Here's what prompt management looks like at most teams:

  • Prompts live as hardcoded strings in application code

  • Changes go through the same PR process as code changes (which is slow for prompt iteration)

  • No way to A/B test prompt versions without deploying code

  • No history of what changed and when

  • No way for non-engineers (product managers, domain experts) to edit prompts without a PR

This doesn't scale. Prompts change 10x more frequently than application logic, and they need a workflow that matches that cadence.

OpenLIT Prompt Hub: Prompts as a Managed Resource

Prompt Hub treats prompts as first-class resources with:

  • Named prompts — Give each prompt a descriptive name (e.g., customer-support-v1, summarizer-concise)

  • Semantic versioning — Major.minor.patch versioning so you know when changes are breaking vs. incremental

  • Variable templating — Use {{variable}} placeholders that get compiled at runtime

  • Access history — See which versions are being used in production

  • UI-based editing — Edit prompts in the OpenLIT dashboard without touching code

Creating a Prompt in the UI

  1. Open the OpenLIT dashboard → Prompt Hub

  2. Click Create Prompt

  3. Enter a name: customer-support

  4. Write the prompt template:

You are a helpful customer support agent for {{company_name}}.

The customer's name is {{customer_name}} and they have a {{plan_type}} plan.

Answer their question based on the following documentation:
{{context}}

Be concise, friendly, and accurate. If you don't know the answer, say so.
  1. Save it as version 1.0.0

Version Control

Each time you edit a prompt, you choose the version increment:

  • Patch (1.0.0 → 1.0.1): Typo fix, minor wording change. No behavioral impact expected.
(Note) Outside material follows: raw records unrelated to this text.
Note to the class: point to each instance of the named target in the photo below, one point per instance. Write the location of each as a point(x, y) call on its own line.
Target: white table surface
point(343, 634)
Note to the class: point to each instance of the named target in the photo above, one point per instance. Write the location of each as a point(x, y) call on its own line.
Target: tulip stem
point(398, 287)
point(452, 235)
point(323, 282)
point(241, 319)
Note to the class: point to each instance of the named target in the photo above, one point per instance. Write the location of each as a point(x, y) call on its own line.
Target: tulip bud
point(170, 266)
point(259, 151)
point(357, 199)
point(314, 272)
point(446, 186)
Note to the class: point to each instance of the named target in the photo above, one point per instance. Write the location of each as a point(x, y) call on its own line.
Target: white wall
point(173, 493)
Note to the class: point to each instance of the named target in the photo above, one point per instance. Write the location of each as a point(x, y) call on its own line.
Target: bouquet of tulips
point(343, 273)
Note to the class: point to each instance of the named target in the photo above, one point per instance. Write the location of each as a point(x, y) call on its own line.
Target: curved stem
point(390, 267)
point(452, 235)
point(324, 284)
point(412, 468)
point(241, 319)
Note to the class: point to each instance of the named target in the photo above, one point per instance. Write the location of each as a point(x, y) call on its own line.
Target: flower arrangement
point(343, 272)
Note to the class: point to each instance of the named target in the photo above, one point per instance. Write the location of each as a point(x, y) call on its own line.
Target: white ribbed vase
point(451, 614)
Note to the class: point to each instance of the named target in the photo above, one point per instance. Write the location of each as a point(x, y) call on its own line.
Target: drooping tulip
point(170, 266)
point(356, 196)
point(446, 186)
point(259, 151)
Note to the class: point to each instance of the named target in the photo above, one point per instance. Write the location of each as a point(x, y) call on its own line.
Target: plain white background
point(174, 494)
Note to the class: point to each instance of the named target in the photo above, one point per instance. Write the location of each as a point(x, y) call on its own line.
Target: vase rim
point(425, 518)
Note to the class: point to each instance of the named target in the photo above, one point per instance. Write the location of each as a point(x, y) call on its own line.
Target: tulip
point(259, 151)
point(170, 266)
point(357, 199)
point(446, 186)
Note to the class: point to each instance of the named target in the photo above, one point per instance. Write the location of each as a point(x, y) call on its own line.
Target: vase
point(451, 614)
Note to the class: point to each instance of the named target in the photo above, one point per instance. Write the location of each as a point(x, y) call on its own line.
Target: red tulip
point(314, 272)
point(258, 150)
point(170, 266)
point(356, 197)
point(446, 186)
  • Minor (1.0.0 → 1.1.0): Added a new instruction or constraint. Behavior may change slightly.

  • Major (1.0.0 → 2.0.0): Complete rewrite or structural change. Behavior will change significantly.
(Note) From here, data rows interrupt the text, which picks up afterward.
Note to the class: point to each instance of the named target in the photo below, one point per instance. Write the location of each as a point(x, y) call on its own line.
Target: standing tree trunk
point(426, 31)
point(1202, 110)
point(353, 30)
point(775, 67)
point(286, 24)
This gives your team a shared language for prompt changes. "We shipped a major version of the support prompt" means something different than "we patched a typo."
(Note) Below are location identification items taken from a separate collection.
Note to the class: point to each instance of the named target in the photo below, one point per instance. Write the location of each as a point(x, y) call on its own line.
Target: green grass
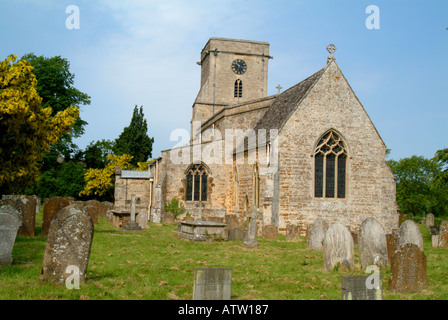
point(155, 264)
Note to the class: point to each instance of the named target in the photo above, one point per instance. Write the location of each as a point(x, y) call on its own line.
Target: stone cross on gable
point(331, 48)
point(279, 87)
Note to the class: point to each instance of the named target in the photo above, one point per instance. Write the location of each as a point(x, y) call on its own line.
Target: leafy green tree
point(416, 191)
point(27, 130)
point(441, 157)
point(64, 180)
point(95, 154)
point(134, 139)
point(55, 85)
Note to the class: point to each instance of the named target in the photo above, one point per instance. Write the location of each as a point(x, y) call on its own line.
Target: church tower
point(232, 72)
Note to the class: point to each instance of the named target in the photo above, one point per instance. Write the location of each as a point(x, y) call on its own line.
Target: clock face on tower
point(239, 66)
Fetching Prompts from the SDK

Python

import openlit
from openai import OpenAI

openlit.init()

prompt = openlit.get_prompt(
    url="http://localhost:3000",     # or set OPENLIT_URL env var
    api_key="your-openlit-api-key",  # or set OPENLIT_API_KEY env var
    name="customer-support",
    version="1.0.0",                 # optional: omit to get latest
    should_compile=True,
    variables={
        "company_name": "Acme Corp",
        "customer_name": "Alice",
        "plan_type": "enterprise",
        "context": "Enterprise plan includes 24/7 support and 99.9% SLA...",
    },
)

client = OpenAI()
response = client.chat.completions.create(
    model="gpt-4o",
    messages=[
        {"role": "system", "content": prompt["content"]},
        {"role": "user", "content": "What SLA do I get?"},
    ],
)

TypeScript

import Openlit from "openlit";
import OpenAI from "openai";

Openlit.init();

const prompt = await Openlit.getPrompt({
  url: "http://localhost:3000",
  apiKey: "your-openlit-api-key",
  name: "customer-support",
  version: "1.0.0",
  shouldCompile: true,
  variables: {
    company_name: "Acme Corp",
    customer_name: "Alice",
    plan_type: "enterprise",
    context: "Enterprise plan includes 24/7 support and 99.9% SLA...",
  },
});

const client = new OpenAI();
const response = await client.chat.completions.create({
  model: "gpt-4o",
  messages: [
    { role: "system", content: prompt.content },
    { role: "user", content: "What SLA do I get?" },
  ],
});

Key Parameters

ParameterDescription
nameThe prompt name in Prompt Hub
prompt_idAlternative to name — use the prompt's unique ID
versionSpecific version to fetch. Omit to get the latest
should_compileIf True, variables are substituted before returning
variablesDictionary of values for {{variable}} placeholders
meta_propertiesAdditional metadata to record with the access

Variable Templating

Variables use double-curly-brace syntax: {{variable_name}}. When you call get_prompt with should_compile=True, the SDK substitutes variables before returning the prompt.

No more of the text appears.